DECLARAÇÃO – CNJ criou Sistema Aedo para registrar vontade do doador. Foto: Reprodução Internet
Entretanto, o médico frisa que mesmo a Aedo não tem poder legal: “Se eu concordo com a doação dos meus órgãos e tecidos, devo deixar minha família, de forma séria, ciente dessa minha vontade”, complementa Bezerra.
Lista de espera

ESPERANÇA – “A partir do transplante, meu filho irá renascer”, diz Geziane Cristina. Foto: Reprodução TV Alepe
Moradora do município de Carinhanha, no interior da Bahia, Geziane Cristina é mãe de Antônio, de 4 anos, que tem uma doença hepática e realiza o tratamento em um hospital de referência no Recife. O menino está na fila do transplante de órgãos: aguarda para receber um novo fígado.
“É muito difícil aceitar que seu filho está doente, sendo que você o via correndo e brincando saudável.

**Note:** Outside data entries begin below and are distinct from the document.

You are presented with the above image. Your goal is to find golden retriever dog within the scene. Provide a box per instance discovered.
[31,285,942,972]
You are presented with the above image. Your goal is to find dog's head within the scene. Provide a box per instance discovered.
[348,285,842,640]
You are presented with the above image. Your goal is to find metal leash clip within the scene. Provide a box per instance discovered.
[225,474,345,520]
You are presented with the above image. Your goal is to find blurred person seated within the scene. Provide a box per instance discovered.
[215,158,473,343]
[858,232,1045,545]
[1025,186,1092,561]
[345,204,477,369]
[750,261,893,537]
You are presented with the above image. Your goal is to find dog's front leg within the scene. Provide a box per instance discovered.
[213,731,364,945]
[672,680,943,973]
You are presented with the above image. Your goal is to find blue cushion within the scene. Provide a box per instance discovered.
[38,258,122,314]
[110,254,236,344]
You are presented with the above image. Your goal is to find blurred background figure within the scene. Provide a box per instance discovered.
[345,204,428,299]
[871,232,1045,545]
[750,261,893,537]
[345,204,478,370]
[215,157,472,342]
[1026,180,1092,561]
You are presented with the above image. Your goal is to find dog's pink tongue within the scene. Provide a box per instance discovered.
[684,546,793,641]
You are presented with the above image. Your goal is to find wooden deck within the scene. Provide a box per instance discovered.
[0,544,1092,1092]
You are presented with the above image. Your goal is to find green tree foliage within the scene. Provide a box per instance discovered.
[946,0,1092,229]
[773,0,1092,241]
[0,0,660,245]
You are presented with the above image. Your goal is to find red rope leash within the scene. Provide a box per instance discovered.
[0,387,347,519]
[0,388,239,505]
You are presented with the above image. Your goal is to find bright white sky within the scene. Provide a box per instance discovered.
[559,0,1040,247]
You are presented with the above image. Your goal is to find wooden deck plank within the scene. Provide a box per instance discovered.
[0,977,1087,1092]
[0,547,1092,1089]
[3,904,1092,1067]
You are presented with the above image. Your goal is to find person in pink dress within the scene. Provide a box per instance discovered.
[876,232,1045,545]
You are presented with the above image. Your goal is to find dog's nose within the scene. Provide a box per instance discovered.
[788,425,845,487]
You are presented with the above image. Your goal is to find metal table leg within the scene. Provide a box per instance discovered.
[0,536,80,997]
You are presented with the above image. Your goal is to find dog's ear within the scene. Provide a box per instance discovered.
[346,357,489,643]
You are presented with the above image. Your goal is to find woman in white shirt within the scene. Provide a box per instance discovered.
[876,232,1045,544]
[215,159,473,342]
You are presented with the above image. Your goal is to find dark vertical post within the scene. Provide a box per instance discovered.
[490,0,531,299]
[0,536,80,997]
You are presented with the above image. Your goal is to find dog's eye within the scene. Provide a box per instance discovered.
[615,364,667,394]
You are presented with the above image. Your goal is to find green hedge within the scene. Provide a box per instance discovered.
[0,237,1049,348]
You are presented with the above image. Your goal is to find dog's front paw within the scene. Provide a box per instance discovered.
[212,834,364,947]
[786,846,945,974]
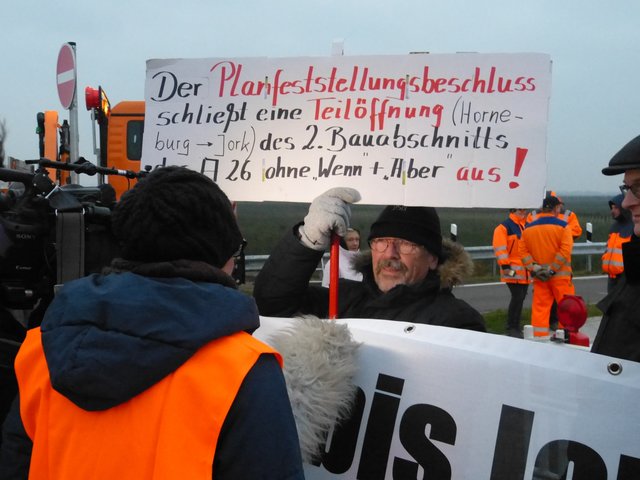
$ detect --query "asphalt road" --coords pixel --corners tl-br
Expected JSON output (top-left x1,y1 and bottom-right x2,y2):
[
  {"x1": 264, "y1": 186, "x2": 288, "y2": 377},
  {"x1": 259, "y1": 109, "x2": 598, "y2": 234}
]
[{"x1": 454, "y1": 275, "x2": 607, "y2": 313}]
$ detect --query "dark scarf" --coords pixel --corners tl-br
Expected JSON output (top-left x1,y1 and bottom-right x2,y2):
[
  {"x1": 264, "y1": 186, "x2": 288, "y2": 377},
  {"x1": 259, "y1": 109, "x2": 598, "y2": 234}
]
[{"x1": 102, "y1": 258, "x2": 237, "y2": 288}]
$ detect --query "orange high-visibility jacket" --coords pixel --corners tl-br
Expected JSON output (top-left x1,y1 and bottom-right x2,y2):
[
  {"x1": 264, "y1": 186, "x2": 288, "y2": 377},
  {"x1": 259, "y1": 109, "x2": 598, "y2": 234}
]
[
  {"x1": 519, "y1": 212, "x2": 573, "y2": 277},
  {"x1": 16, "y1": 328, "x2": 282, "y2": 480},
  {"x1": 602, "y1": 230, "x2": 633, "y2": 278},
  {"x1": 527, "y1": 210, "x2": 582, "y2": 241},
  {"x1": 493, "y1": 213, "x2": 529, "y2": 284}
]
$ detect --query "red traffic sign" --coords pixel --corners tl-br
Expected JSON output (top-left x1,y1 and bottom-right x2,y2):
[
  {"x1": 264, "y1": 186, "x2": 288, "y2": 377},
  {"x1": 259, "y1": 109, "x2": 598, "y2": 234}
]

Tem família que não pensa em doar órgãos, mas desconsidera quantas vidas poderia salvar. A partir do transplante, meu filho irá renascer”, anseia.
Ela e Antônio foram acolhidos pela Associação Pernambucana de Apoio aos Doentes do Fígado (Apaf), entidade sem fins lucrativos que colabora para melhorar a vida dos pacientes em tratamento. A equipe médica da instituição atua diretamente na unidade de transplante de fígado do Hospital Universitário Oswaldo Cruz e já realizou mais de 1.600 transplantes.

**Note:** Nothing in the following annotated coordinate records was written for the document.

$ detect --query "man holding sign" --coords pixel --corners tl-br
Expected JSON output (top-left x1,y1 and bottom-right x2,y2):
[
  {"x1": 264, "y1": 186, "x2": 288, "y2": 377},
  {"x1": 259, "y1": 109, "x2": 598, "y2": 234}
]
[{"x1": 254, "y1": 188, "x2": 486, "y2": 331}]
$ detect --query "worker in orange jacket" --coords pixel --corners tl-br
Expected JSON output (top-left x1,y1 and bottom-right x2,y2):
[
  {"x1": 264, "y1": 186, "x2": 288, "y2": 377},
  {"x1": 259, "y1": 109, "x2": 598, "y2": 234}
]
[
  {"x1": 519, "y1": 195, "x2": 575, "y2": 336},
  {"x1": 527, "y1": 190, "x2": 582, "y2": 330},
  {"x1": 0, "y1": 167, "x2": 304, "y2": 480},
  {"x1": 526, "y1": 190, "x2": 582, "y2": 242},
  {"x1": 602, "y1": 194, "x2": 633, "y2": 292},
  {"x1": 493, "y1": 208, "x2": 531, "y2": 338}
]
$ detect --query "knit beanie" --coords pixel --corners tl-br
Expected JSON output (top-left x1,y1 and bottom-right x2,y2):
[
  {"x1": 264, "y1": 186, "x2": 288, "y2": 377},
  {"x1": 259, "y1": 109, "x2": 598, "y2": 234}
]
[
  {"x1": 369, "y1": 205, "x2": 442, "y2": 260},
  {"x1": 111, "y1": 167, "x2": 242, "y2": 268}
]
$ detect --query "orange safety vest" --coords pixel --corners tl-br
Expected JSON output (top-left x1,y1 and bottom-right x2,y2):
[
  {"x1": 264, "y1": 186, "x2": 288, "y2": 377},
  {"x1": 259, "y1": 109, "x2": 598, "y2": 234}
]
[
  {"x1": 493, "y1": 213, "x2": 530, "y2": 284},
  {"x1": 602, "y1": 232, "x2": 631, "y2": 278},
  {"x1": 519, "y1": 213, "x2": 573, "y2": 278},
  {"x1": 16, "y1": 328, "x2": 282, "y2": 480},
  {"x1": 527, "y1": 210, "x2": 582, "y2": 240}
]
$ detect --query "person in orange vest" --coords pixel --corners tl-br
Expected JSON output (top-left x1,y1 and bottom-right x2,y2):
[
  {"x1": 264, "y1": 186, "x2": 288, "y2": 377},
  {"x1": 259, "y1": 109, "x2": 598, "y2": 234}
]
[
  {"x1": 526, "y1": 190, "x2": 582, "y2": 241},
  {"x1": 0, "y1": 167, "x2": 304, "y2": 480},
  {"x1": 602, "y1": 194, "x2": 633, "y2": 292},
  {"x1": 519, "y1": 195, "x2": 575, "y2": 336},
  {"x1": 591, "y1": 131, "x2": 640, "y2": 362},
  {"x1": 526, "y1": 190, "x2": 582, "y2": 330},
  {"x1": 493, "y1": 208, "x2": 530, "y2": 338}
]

Diretor-presidente da instituição, o hepatologista Cláudio Lacerda ressalta a importância da doação de órgãos. “Existem milhares de pessoas que dependem de um órgão para sobreviver. Além disso, qualquer um de nós a qualquer momento poderá passar para o lado daqueles que precisam desesperadamente de um transplante”, frisa o especialista.

SUS – Para o médico Cláudio Lacerda, sistema de transplantes brasileiro é “motivo de orgulho”. Foto: Reprodução TV Alepe
Em 2024, o Brasil bateu recorde histórico de transplantes realizados no Sistema Único de Saúde (SUS), com mais de 30 mil procedimentos, um crescimento de 18% em relação a 2022. O resultado foi apresentado pelo Ministério da Saúde no último dia 4 de junho. “Deve ser motivo de orgulho para nós”, afirma Lacerda.
Coordenado pelo MS, o Sistema Nacional de Transplantes (SNT) é responsável pela regulamentação, controle e monitoramento do processo de doação e de transplantes de órgãos e tecidos realizados no país. A lista de espera é única e vale tanto para o SUS quanto para pacientes da rede privada. Dados de junho de 2025 apontam que mais 45 mil brasileiros aguardam pela cirurgia.
“As pessoas que precisam de transplantes de órgãos no Brasil são completamente apoiadas, é algo muito sério. Não existe nenhum tipo de privilégio. Quem regula e define é a gravidade”, conclui Lacerda.